Adding colour to the Zernike wavefront sensor: Advantages of including multi-wavelength measurements for wavefront reconstruction

¹ SRON – Space Research Organisation Netherlands, Niels Bohrweg 4, 2333 CA Leiden, The Netherlands
² Leiden Observatory, Leiden University, PO Box 9513, 2300 RA Leiden, The Netherlands
³ Steward Observatory, The University of Arizona, 933 North Cherry Avenue, Tuscon, Arizona, USA
⁴ University of California Santa Cruz, 1156 High St, Santa Cruz, USA

^★ Corresponding author: m.darcis@sron.nl

Received: 9 May 2025
Accepted: 18 July 2025

Abstract

Context. To directly image Earth-like planets, contrast levels of 10⁻⁸−10⁻¹⁰ are required. The next generation of instruments will need wavefront control below the nanometer level to achieve these goals. The Zernike wavefront sensor (ZWFS) is a promising candidate thanks to its sensitivity, which reaches the fundamental quantum information limits. However, its highly non-linear response restricts its practical use case.

Aims. We aim to demonstrate the improvement in robustness of the ZWFS by reconstructing the wavefront based on multi-wavelength measurements facilitated by technologies such as the microwave kinetic inductance detectors (MKIDs).

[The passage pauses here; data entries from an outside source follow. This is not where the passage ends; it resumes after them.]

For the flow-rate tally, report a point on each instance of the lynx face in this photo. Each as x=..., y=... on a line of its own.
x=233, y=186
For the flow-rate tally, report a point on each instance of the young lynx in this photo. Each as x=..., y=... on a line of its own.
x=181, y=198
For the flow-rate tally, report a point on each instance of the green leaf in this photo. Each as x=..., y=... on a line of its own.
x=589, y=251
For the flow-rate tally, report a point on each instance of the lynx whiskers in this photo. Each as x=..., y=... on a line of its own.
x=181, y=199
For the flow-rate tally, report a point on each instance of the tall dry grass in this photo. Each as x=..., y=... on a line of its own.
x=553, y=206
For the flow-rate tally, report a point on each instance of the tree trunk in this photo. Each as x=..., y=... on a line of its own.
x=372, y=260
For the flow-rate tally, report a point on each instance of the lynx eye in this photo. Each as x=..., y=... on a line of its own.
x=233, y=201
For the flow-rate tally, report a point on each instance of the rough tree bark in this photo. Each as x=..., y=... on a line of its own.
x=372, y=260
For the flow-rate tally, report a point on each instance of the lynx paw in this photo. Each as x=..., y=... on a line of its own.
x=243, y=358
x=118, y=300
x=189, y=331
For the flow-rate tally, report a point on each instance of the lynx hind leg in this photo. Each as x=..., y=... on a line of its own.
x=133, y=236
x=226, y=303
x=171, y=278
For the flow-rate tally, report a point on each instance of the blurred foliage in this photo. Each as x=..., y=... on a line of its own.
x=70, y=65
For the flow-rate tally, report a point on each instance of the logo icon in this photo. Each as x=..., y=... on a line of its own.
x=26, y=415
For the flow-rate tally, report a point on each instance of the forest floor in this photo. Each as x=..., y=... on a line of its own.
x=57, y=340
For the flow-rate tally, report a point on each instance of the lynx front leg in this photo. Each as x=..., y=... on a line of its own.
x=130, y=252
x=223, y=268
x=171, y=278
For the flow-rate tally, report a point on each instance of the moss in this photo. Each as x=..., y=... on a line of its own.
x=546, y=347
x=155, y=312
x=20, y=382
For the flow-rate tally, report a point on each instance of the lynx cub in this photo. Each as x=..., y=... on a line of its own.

Methods. We performed numerical simulations using an accelerated multi-wavelength gradient descent reconstruction algorithm. Three aspects are considered: dynamic range, photon noise sensitivity, and phase unwrapping. We examined both the scalar and vector ZWFS.

Results. Firstly, we find that using multiple wavelengths improves the dynamic range of the scalar ZWFS. However, for the vector ZWFS, its already extended range was not further increased. In addition, a multi-wavelength reconstruction allowed us to take advantage of a broader bandpass, which increases the number of available photons, making the reconstruction more robust to photon noise. Finally, multi-wavelength phase unwrapping enabled the measurement of large discontinuities such as petal errors with a trade-off in noise performance.